Music has long been utilized as a means of emotional expression for humans. Artists take feelings of sadness, anger, and joy and transform them into lyrics and melodies, sharing their compositions with hopes of touching others experiencing similar emotions. Thus is the beauty of music — it allows for the emotion present in musical phrases to convey ideas to other like-minded people, creating a wordless exchange of thoughts.
With the growing development of new technologies like AI, jobs once filled by humans are replaced with highly optimized, well-trained algorithms that run at remarkable efficiency. AI’s impact has been monumental, with industries ranging from healthcare to transportation being vastly improved with the continual development of more effective algorithms. And it’s nowhere near its peak level of performance — AI is growing, and growing fast.
Researchers have been developing numerous algorithms that explore a multitude of fields, one such field being music. Projects such as MuseNet by OpenAI use powerful deep neural networks to create four minute, computer-generated music compositions. Trained on an enormous number of MIDI files, MuseNet has the ability to utilize 10 different instruments in its compositions, and is able to replicate and incorporate the aspects of various genres such as country or rock. While it is extremely impressive, does it really hit the same as human-made music?
As aforementioned, much of the joy associated with listening to music is the ability to understand the artist’s emotions. As advanced as AI are, they aren’t usually intended to be emotionally-intelligent programs, but merely computer algorithms that are highly optimized to perform tasks at high efficiency. And while there are AI that are able to comprehend and respond to the emotional cues of humans, AI lack the ability to develop and express their own emotions. It’s not very easy to transform the emotions of humans into a manner capturable by an algorithm, creating a significant barrier that hinders progress in AI with high emotional quotients. Thus, AI like MuseNet aren’t yet at the level of complexity to capture the depth of music in the same manner that humans can.

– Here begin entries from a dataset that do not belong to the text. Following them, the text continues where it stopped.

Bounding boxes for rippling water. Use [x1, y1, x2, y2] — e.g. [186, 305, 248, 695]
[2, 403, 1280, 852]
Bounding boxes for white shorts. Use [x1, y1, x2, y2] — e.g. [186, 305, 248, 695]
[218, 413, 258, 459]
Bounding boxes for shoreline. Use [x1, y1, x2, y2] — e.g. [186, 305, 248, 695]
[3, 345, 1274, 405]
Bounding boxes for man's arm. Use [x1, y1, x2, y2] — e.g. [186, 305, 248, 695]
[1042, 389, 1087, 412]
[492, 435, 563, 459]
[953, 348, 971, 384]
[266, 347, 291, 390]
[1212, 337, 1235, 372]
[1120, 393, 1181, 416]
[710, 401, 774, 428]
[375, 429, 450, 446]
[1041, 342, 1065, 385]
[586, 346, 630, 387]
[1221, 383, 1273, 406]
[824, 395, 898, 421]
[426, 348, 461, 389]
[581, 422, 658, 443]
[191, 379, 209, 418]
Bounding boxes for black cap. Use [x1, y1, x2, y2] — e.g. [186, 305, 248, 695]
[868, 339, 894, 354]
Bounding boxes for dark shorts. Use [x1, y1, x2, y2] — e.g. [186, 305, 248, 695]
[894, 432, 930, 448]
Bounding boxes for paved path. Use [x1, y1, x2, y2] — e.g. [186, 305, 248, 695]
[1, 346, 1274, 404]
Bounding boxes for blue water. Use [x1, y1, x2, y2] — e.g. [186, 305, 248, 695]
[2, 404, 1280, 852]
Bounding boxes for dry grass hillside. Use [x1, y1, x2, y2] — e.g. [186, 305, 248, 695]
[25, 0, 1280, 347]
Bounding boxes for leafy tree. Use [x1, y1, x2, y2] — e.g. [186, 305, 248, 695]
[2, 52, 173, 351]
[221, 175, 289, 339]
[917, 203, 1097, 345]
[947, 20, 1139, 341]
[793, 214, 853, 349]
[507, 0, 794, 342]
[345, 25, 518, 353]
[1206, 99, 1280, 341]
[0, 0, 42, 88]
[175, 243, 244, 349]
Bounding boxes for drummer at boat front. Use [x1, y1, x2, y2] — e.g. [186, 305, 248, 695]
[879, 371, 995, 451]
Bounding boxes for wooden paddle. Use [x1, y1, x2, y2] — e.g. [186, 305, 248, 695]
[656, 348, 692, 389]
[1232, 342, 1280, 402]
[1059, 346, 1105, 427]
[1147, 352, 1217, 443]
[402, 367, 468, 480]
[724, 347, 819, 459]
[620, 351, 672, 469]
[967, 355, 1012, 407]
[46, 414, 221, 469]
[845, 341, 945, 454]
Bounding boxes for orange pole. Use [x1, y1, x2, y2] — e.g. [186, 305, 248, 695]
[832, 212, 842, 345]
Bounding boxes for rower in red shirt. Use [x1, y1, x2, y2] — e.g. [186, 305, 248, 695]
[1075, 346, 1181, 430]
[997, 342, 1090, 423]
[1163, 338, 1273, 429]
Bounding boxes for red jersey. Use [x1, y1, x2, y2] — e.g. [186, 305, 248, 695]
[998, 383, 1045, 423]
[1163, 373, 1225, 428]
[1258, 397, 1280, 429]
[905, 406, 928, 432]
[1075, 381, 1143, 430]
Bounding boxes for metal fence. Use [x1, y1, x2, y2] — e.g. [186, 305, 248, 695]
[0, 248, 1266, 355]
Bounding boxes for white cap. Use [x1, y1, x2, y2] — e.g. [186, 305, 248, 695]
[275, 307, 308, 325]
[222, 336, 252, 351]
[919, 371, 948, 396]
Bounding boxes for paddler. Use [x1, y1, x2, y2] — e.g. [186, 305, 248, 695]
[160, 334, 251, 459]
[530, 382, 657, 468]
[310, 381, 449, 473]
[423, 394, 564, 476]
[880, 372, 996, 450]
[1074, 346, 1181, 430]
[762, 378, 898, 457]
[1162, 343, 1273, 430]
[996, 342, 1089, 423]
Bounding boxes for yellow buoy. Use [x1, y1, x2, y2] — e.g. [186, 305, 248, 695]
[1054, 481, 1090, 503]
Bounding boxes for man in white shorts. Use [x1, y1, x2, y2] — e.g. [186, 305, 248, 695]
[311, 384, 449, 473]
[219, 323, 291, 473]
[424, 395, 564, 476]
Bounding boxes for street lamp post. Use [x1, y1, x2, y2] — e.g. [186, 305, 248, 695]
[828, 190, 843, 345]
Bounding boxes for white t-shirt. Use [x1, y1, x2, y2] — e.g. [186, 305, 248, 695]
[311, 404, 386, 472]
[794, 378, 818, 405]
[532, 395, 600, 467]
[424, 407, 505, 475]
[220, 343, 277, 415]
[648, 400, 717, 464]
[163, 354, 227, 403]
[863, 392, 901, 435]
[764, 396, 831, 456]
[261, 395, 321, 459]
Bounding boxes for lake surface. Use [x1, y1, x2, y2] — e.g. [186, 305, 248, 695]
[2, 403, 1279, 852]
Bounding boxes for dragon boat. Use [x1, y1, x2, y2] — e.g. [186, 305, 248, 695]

However, it can be argued that this is a positive aspect of AI-generated music that makes it unique. The ability of AI to generate music in a manner that is separate from conventional lines of human thought allows for current creative boundaries to be pushed, Vice writer Kaleigh Roberts states. This could lead to new advances in fields like music theory or even incite the development of new genres of AI-generated music. Thus, lack of human influence can lead to the exploration of new musical frontiers, leading to the discovery of musical concepts that humans could utilize in their own compositions.
With the current rapid growth of AI, it doesn’t seem to be a far-fetched idea to consider the possibility that AI will one day be able to develop an emotional quotient on par with that of humans, giving it the ability to infuse its musical creations with the emotion that makes human music so enjoyable. But, as of now, emotional expression exists as a chasm that divides AI-generated compositions and human-made ones, with new technologies being developed daily that slowly bridge over this large gap.